Robbe got up from the one side of the bed and made his way around to other. He sat in the indent his father used to leave behind when he woke up for work. “What is it?” He looked around. “Do you want me not to touch you? I can stop.”
“No, it’s not that.”
“Then what is it?”
She stifled a sob. He hated hearing her cry, especially since it had become the soundtrack to his life. He wanted to make things better for her—at the very least, act as a painkiller for whatever horrible things were happening in her mind. Illness didn’t disappear by the power of love. He knew that, too.
“I—” she began.
“Yes?”
“I don’t want you to feel like, like any of this is your respo—” 
Robbe sighed. She had said this to him before in passing, on the better days when she felt good enough to make French Toast on the stovetop and hummed along to the radio. “Mom, I know—”

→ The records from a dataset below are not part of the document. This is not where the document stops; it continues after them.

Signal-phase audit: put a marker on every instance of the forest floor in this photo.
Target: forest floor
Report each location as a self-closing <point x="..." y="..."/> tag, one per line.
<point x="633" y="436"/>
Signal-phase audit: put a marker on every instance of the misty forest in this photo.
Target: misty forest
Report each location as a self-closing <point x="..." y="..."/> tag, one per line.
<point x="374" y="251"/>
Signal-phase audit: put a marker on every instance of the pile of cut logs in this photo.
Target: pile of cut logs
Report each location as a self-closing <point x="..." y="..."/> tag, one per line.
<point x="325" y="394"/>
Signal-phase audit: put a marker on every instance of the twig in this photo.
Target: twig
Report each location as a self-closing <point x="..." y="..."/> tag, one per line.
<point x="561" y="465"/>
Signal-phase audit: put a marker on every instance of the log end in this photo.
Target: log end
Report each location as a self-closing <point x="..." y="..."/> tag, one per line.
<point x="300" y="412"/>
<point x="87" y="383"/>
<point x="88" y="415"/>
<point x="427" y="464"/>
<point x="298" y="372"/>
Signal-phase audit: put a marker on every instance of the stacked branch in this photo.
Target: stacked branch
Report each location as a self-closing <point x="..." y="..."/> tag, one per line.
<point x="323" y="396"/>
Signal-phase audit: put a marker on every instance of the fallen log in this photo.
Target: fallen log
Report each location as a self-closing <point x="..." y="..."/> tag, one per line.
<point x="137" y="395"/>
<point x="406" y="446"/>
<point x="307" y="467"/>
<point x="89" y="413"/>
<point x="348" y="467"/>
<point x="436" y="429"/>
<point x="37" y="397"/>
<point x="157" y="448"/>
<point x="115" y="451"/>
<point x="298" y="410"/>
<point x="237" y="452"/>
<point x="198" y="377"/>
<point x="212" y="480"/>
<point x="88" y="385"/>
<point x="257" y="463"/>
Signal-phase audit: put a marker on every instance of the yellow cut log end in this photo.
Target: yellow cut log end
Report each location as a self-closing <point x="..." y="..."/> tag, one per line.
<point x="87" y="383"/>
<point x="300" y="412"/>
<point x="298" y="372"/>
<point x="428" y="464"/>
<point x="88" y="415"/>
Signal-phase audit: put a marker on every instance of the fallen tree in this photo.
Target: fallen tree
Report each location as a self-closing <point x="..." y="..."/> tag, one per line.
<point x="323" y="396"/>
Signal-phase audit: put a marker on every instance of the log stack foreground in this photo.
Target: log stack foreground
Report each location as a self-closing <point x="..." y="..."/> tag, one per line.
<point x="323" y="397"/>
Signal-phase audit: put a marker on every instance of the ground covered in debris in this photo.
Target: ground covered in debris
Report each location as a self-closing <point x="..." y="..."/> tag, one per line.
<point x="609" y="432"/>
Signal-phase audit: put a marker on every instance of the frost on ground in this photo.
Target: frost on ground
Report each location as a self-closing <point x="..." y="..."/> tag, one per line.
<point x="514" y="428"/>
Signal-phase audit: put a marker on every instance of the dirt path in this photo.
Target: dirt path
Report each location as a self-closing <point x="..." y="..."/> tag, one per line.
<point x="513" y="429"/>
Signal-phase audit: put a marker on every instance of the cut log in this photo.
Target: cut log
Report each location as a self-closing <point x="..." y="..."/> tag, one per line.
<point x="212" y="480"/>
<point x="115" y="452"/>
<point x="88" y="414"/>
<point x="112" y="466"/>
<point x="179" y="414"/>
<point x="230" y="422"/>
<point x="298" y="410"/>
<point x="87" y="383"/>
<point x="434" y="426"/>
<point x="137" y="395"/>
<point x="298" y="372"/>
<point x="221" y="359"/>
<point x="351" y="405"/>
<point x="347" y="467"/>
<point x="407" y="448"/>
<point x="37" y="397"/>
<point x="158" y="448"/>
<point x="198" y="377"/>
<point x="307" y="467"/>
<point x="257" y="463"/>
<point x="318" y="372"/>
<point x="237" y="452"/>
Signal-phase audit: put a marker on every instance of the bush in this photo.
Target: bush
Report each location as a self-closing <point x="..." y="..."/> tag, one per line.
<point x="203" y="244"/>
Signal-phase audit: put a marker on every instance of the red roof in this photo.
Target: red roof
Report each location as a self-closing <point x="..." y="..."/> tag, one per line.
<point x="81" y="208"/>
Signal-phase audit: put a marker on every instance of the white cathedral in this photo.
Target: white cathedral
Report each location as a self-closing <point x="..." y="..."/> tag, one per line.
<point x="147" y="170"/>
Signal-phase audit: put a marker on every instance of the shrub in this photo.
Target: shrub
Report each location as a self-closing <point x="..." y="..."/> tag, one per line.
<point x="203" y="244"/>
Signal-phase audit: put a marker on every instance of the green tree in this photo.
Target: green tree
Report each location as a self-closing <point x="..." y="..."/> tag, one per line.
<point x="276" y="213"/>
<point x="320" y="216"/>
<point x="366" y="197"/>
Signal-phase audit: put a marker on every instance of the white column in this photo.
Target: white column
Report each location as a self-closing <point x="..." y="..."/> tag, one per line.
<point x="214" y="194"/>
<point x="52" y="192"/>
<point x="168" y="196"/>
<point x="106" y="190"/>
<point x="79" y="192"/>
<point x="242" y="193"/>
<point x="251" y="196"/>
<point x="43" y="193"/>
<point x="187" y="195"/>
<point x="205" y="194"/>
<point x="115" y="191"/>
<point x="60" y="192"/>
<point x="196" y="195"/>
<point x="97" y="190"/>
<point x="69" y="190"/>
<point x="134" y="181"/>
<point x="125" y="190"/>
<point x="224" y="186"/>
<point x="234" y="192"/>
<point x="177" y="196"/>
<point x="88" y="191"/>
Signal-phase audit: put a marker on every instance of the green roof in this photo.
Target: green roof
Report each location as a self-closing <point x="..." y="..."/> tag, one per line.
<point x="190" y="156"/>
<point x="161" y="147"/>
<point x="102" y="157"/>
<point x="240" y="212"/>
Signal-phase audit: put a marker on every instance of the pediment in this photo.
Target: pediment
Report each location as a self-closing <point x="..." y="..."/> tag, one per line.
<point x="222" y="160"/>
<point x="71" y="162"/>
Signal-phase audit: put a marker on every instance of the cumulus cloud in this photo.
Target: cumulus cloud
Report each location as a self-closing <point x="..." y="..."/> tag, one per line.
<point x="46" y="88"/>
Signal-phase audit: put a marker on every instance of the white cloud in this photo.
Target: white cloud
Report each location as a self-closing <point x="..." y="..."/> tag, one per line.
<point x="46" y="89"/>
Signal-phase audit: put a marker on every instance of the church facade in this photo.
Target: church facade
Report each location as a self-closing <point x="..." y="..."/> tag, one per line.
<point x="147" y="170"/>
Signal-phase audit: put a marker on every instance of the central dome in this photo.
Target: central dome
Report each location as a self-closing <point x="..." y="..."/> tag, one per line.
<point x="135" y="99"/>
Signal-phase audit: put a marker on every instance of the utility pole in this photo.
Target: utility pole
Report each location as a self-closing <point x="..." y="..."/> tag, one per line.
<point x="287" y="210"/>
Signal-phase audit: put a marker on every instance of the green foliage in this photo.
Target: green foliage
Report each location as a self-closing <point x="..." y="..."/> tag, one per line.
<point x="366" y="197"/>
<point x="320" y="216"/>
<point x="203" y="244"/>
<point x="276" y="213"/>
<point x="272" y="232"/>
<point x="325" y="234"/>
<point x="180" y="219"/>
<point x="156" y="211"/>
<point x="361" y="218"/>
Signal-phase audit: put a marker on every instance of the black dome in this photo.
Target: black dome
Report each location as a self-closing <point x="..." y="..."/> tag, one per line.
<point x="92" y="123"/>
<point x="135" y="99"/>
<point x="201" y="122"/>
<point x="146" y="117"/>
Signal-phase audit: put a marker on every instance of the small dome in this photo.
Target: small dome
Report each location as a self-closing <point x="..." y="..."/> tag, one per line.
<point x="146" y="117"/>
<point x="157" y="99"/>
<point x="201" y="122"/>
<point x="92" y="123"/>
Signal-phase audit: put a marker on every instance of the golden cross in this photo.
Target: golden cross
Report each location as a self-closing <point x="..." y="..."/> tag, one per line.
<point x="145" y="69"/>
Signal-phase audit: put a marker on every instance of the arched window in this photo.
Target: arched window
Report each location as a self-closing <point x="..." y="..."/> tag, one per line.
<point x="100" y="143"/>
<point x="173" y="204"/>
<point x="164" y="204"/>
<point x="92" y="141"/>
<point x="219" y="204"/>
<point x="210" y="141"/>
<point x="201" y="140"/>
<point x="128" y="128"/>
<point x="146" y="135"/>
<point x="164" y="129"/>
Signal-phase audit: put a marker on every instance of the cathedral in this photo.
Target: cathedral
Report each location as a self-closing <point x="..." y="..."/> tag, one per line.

“No, listen.” She took his hand, one of the largest movements from the past few days, and placed something in his palm: a necklace, the one she used to wear to church, with a picture of a cherub beveled on the side. She used to say it protected her from demons. Her voice was delicate as eggshells. “You have to understand. None of this is... you didn’t cause this.”
“I know I didn’t, it’s fi—”
“—and nothing, I mean nothing, in my head can change my love for you. Nothing.”
He tried not to get choked up. He wanted to be strong for them both. “I know.”
“I love you.”
After that, she’d gone back to sleep. It was the last time he watched her pull her face under the covers before she left the house completely to go into treatment. He knew, as he watched Sander’s form in the hospital bed, that this wasn’t his fault either. Britt was wrong. It wasn’t fake and it wasn’t caused by him.
Robbe found himself speaking. “I don’t know what Britt told you, just what she told me.” He kept his voice low and soothing. “I want you to know that I don’t care.” Sander shifted in the bed. Scooting further away from Robbe in the chair at his bedside. Robbe continued anyway. “I know stuff is fucked up right now and nothing makes sense to me, but it’s not going to change how I feel about you.” He inhaled. “I thought you might like to know that. Tonight does nothing to change my feelings for you.”
It wasn’t much, and it didn’t make Sander face him again. 
“You’re always going to leave me,” he heard the other boy whisper. “They’re always going to leave me.”
“I’m going to stay here until your mom arrives, okay?”
Sander nodded, more to himself.
Robbe placed his hand on the bed, within Sander’s reach should he choose to grab it. “I love you the same.” He hoped this would be enough to make Sander understand.